Industry associations respond to revelations that CBA CEO Matt Comyn supports a flat-fee for brokers
Industry associations say they were not surprised to learn that CBA had been seriously considering implementing a flat-fee model for brokers since at least 2016, but they claim the bank’s drive to axe commissions was not in the consumers’ best interest but its own.
“The proposal to adopt the Netherlands strategy is designed to maximise lender revenue,” said MFAA CEO Mike Felton in a statement.
“Under this model, broker customers pay the broker’s costs – instead of the bank – or branch customers pay a new fee that will substantially add to the bank’s revenue line and add thousands of dollars to the cost of getting a home loan from a lender directly.”
Felton said the flat-fee model is “anti-competitive” and “entirely self-serving”.
“Frankly, we were surprised that it is being suggested that one of the major lenders should be tasked with reforming Australia’s home lending market, given the revelations of the past 12 months,” he said.
Stephen Dinte, a steering committee member with the Independent Finance Brokers Forum, says the latest figures show that brokers have been instrumental in reducing the market share of the big four.
“Little wonder they want to push us into extinction. An obvious way to do that is promoting this flat fee model and/or fee for service,” he said.
AFG’s Mortgage Index for the first quarter of this financial year found that while the major lenders still hold 60% market share of AFG broker-originated loans, it is well below the high 70’s from 2013. Furthermore, the non-majors sit at historical highs with about 40% market share.
“Suggesting that by reducing commissions, the bank could redirect the savings towards lower interest rates for borrowers is a huge furphy,” Dinte said. “The big four have been stealthily attempting to increase their margins for years, to justify paying themselves higher bonuses.”
Even if consumers had to pay both brokers and bankers the same upfront fee, it wouldn’t level the playing field. Unlike brokers, in-house branch lenders wouldn’t have to worry about paying rent, staff and the electricity bill since all those overheads are already paid for by the bank, Felton noted.
“The average broker earns $86,400 per year before tax. If you reduce those earnings by two-thirds, as CBA has evidently considered, and force consumers to pay for brokers’ services, the broker channel would be annihilated,” he said.

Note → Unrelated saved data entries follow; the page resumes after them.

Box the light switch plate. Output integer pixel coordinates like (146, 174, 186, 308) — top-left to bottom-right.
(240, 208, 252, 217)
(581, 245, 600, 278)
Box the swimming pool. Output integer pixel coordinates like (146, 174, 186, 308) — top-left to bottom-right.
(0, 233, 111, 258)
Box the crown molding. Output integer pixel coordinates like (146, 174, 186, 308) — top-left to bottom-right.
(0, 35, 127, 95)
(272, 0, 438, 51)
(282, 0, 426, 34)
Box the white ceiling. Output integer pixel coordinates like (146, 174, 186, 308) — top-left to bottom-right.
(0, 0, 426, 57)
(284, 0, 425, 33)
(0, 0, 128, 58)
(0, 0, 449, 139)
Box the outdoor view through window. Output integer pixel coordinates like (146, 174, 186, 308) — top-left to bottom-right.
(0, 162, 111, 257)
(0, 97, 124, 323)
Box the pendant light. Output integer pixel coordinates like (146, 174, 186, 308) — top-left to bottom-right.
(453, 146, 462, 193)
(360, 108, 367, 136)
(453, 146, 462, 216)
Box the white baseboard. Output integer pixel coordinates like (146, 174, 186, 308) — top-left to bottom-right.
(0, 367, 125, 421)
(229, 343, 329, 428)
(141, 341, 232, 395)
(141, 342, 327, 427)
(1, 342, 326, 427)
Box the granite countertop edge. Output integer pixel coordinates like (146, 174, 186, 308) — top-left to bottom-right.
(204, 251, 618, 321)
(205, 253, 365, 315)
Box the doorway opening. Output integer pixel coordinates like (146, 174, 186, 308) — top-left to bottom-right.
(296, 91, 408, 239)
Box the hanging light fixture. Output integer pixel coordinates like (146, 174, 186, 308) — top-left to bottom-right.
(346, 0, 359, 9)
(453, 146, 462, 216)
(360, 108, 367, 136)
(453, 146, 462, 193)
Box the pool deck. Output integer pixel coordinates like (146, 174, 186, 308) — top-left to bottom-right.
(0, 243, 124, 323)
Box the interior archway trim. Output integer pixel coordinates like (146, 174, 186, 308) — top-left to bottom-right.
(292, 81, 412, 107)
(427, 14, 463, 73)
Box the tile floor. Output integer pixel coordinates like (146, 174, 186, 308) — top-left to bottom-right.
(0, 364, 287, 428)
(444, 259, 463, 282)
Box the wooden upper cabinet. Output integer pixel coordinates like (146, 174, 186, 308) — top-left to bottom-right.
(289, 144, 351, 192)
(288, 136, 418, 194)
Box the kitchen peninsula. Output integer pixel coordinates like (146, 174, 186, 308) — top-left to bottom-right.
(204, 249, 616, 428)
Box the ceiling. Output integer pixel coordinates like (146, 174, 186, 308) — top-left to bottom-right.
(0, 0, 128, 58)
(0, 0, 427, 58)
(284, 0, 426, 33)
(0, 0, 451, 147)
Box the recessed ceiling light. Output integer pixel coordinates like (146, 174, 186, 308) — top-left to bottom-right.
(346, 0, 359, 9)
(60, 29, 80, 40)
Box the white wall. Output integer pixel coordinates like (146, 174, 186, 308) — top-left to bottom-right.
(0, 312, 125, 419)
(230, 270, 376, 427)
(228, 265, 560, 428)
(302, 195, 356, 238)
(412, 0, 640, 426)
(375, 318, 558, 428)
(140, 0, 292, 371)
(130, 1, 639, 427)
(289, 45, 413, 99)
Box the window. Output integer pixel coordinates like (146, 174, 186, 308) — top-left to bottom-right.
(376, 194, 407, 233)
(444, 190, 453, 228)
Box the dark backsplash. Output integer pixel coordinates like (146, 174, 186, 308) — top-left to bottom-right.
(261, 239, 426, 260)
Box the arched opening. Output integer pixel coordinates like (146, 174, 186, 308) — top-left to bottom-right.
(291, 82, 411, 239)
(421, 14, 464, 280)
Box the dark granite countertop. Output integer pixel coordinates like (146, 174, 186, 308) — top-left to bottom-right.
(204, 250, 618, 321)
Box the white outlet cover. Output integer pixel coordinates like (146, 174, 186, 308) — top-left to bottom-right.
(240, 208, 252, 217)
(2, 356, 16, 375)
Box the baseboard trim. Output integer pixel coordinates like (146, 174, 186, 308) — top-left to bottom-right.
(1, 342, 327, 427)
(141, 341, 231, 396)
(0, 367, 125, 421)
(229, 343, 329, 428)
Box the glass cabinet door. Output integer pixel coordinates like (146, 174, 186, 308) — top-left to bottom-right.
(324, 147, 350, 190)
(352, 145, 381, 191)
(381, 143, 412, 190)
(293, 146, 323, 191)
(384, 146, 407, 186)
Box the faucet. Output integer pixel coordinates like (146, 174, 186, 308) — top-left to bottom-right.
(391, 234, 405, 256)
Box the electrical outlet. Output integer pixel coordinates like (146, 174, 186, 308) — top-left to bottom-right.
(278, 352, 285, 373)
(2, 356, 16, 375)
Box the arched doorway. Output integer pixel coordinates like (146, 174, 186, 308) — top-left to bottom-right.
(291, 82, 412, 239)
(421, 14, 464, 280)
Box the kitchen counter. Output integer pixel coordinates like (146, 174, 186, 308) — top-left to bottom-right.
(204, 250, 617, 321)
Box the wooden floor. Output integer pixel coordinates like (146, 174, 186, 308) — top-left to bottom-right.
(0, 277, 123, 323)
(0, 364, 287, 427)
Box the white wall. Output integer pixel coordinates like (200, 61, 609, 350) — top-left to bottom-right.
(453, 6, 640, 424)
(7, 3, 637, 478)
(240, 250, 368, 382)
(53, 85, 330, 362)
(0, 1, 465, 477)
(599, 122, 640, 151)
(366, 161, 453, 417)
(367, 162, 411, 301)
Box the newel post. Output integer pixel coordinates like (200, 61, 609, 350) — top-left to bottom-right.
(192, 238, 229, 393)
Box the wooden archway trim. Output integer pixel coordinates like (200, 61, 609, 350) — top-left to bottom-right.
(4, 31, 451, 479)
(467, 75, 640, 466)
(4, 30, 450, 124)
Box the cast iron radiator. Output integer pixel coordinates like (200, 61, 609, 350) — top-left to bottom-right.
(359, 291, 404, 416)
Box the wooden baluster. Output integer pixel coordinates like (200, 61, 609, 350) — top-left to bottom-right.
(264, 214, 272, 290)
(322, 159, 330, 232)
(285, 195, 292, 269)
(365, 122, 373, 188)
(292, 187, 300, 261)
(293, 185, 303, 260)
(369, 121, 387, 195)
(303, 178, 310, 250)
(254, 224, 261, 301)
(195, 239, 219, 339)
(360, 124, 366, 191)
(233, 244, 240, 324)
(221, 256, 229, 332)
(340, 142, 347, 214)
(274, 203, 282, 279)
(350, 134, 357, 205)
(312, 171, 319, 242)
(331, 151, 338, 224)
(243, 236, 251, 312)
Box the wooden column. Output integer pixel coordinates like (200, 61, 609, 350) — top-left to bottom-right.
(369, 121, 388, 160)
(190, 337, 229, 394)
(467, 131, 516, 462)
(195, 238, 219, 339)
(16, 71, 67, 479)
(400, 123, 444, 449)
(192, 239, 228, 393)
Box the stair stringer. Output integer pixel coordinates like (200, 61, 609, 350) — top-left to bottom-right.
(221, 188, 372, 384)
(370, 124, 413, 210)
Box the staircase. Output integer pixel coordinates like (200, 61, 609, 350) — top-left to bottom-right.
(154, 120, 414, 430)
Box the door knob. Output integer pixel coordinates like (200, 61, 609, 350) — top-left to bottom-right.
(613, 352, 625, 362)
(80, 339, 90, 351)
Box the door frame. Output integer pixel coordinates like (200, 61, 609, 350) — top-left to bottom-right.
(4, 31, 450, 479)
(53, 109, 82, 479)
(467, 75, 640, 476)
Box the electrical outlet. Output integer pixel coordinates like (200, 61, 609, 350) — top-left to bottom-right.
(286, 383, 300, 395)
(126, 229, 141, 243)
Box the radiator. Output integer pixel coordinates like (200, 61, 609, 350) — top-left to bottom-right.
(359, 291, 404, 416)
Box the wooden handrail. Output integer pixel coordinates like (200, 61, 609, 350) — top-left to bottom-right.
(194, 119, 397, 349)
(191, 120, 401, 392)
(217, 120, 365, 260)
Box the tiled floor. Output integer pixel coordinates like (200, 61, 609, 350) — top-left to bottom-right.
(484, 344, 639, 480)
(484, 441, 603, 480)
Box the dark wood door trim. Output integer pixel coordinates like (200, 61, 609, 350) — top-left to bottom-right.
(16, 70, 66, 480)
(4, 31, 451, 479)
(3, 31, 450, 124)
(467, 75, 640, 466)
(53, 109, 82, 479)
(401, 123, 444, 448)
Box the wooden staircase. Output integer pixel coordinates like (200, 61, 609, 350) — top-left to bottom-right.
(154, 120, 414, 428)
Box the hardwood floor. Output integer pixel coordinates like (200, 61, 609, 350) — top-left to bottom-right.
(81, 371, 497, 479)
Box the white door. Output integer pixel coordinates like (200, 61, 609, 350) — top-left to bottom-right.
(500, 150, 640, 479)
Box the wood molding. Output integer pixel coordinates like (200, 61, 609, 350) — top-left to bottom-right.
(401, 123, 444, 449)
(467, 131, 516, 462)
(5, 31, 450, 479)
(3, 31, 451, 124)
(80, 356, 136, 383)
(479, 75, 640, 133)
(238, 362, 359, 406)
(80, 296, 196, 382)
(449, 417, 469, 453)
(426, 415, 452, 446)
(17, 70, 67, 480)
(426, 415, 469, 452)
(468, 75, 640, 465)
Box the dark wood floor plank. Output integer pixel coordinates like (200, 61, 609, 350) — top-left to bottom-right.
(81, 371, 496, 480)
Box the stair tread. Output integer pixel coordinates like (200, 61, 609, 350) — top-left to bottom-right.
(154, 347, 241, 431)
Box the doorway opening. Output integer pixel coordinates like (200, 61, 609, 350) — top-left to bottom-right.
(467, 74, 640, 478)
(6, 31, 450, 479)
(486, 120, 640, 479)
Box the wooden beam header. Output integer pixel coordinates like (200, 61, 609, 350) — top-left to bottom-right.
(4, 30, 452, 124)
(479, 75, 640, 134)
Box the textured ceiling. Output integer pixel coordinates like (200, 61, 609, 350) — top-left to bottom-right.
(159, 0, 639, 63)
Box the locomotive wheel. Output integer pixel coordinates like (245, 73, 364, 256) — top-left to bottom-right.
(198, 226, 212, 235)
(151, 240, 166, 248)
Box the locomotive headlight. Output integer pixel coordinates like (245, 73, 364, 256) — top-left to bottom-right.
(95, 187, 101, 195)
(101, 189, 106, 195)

The Combined Industry Forum has been advocating for reforms that directly address the key issues raised by the ASIC remuneration review and Sedgwick report. Dinte is hopeful that the proposals around remuneration will be enough to satisfy the royal commission.
“Regardless, finance brokers are, and always have been, the low fruit on the tree and are the ones who always end up losing financially. The banks used the GFC as an excuse to cut upfront commissions by around 15% and reduce trails by a whopping 40%,” Dinte said.
“The current events are just another attempt to drive down broker remuneration. If successful, they will drive out the vast number of existing brokers, and mark the death knell for new to industry participants.”
Dinte believes that what the banks are really threatened by is the fact that brokers build lifelong relationships with clients, and are there to help them with all their finance needs outside of regular business hours, which the banks can’t compete with.
“It is our ability to create relationships with clients that has seen us generate the vast volumes of business such that we are approaching 55% of all new lending,” he said.
“We are there through the client’s various stages of life. [The banks] may knock us down, but they will never knock us out.”